USD/JPY moves higher after touching return line of falling channel.
USD/JPY has been overperforming in the past two days, jumping above the 20- and 40-day simple moving averages in the short-term. When looking at the bigger picture the pair has been developing within a downward sloping channel since December 2016.
During the previous week, the price found a strong support obstacle from the return line of the channel and posted a 16-month low near the 104.60 price level.
In the daily timeframe, the near-term technical indicators are bullish and point to more strength in the market. The RSI indicator surpassed the threshold of 50 and is sloping slightly to the upside, while the MACD oscillator is rising in the negative territory and is finally flirting with the zero line. As a side note, the MACD is moving well above its trigger line, indicating further gains in price.

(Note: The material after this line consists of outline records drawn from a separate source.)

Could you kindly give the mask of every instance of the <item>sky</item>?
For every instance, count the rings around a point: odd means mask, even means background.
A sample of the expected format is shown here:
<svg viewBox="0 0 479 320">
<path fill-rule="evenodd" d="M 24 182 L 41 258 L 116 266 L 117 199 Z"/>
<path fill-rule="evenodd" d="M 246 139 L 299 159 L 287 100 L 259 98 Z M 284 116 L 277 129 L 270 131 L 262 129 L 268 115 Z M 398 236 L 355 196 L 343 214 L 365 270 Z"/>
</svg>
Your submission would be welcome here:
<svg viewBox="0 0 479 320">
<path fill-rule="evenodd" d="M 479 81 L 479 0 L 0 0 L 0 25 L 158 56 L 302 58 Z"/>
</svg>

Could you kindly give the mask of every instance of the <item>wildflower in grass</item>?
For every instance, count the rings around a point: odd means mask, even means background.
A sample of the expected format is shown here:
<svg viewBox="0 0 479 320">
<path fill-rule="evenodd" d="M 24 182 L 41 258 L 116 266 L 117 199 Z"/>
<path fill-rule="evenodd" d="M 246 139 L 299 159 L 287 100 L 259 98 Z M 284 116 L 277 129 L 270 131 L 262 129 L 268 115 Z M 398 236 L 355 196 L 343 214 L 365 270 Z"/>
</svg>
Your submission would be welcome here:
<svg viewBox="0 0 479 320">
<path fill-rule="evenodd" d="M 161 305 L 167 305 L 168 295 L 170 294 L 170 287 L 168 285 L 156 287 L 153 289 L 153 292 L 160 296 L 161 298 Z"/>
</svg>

If price action remains above the two SMA’s, there is an important resistance zone near 107.30, taken from the high on March 13. Rising above this area, an immediate major barrier to the upside is the 23.6% Fibonacci retracement level of 107.90 of the down-leg from 118.60 to 104.60. Breaking this level could see a re-test of 108.20.
Conversely, if the pair attempts to fall below the 20- and 40-day SMA’s, then the focus would shift to the downside again towards the 16-month low. If this level is breached and the price drops below the return line, then an aggressive bearish run is expected until the 101.00 low.